The Arabian Nights, more accurately known as One Thousand and One Nights, is a collection of Middle Eastern and South Asian stories and folk tales compiled in Arabic during the Islamic Golden Age. The work as we have it was collected over many centuries by various authors, translators and scholars across the Middle East and North Africa. Though the oldest Arabic manuscript dates from the 14th century, scholars generally date the collection's genesis to around the 9th century.
The main frame story concerns a Persian king and his new bride, Scheherazade, who tells a succession of stories, night after night, in an effort to postpone the threat of execution.

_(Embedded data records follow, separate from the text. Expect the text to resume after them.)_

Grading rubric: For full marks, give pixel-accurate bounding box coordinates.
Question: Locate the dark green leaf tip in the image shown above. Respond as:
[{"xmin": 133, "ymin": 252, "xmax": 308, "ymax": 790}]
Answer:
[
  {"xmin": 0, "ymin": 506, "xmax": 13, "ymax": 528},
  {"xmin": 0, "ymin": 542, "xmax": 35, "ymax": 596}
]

The tales vary widely: they include historical tales, love stories, tragedies, comedies, poems, burlesques and various forms of erotica. Numerous stories depict djinns, magicians, and legendary places, which are often intermingled with real people and geography, not always rationally. Sometimes a character in Scheherazade's tale will begin telling other characters a story of his own, and that story may have another one told within it, resulting in a richly layered narrative texture.
Marc Chagall, arguably the pre-eminent color lithographer of his age, began his relationship with the medium in Four Tales from the Arabian Nights. As in his later illustration series, Chagall conceived the pictures as augmentations of the text, serving to arouse the interest of both the reader and the viewer. It has come to be regarded as one of his finest essays in the medium of lithography, in large part because the literary source required no change in the artist's style. Chagall found himself confronted by a text which inspired and responded to his art like no other.